The parry system and uncooperative camera are small prices to pay for an otherwise intriguing combat experience, however. Demon’s Souls encourages strategic battle practices, as dying forces players to start at the beginning of a zone, where they will have to fight through all the enemies they already bested. While shortcuts can be unlocked, there is no escaping refighting previous adversaries upon a player’s demise - only reducing the amount of them in the way.



Heedless of the inconvenience and gamers using best practice to stay alive, Demon’s Souls still has a way of forcing countless deaths upon its users. Whether taking a wrong turn into an enemy that is too powerful for a player or falling off a ledge into a bottomless pit, death is going to happen. It is simultaneously irritating and interesting, because it mandates players change their tactics - or pay more attention - when navigating the world, looting corpses and finding new weapons and armor through which to sort and bear against enemies. It’s also advisable to pay attention to the suggestions scrawled in blood from other players when connected to the game’s servers, as the community loves to give itself a heads up when enemies are lurking nearby.

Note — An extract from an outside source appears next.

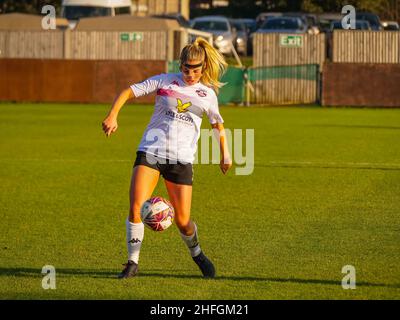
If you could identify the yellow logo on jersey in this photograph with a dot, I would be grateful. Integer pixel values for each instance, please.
(182, 107)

The default sorting method for weapons and equipment is easy to understand, if a bit cluttered. Demon’s Souls will automatically sort new pieces of gear players acquire into categories, but there are no subcategories for each major section. While there are no subcategories to separate each type of weapon or armor, players will notice the in-game algorithm places gear of a similar type next to each other, automatically listing them from most powerful to least powerful and starting anew with the next implied subcategory.


However, wielding weapons that require higher stats than what players possess will render them ineffective, at least until requisite attributes are improved. A scrawny thief would have difficulty swinging a claymore in real life, and Demon’s Souls reflects that. Sticking to what a class uses best, at least in the beginning, makes for a better experience through Demon's Souls' already-ominous journey.

The haunting realm of Demon's Souls resides somewhere between gloomy and dismal, marred by gore and scarlet puddles left behind in the wake of an apocalyptic war. It is in this portentous light that Demon’s Souls on PS5 shines over its previous iteration. The augmented textures, stark colors, and crisp clarity of the graphics are far improved, making Demon's Souls a fitting early representation of the PS5’s promise. The Demon’s Souls photo mode also gives fans the opportunity to capture the game’s most beautiful or terrifying moments to showcase the stark contrast between the remake’s visuals and its predecessor’s.



Couple the augmented visuals with the grim foreboding of the in-game ambience and subtle musical hum lurking in the background and Demon’s Souls returns with the fury and sound of a banshee resurrected. Sword clashes and shield thwacks, while underwhelming compared to the sharp clangs and thuds experienced in the Final Fantasy VII Remake or Sekiro: Shadows Die Twice, complement the bleak doom-filled environment that comes natural to any Soulsborne endeavor. Likewise, explosions do not offer the raucous cacophony of Sekiro or Ghost of Tsushima, but they deliver enough of an impact to achieve their desired booming effect.

Demon’s Souls PS5 returns to the difficult strategic combat of the original and maintains its resolve in forcing players to figure things out on their own. Graphically, the remake offers a stellar reimagining of the 2009 classic while delivering a bittersweet audio experience. As a launch title for the PlayStation 5, Demon’s Souls has something to offer both Soulsborne veterans who want to see an old favorite shine and newcomers looking for a gritty, sometimes disheartening experience that demands perseverance.

Demon’s Souls is available now on PlayStation 5.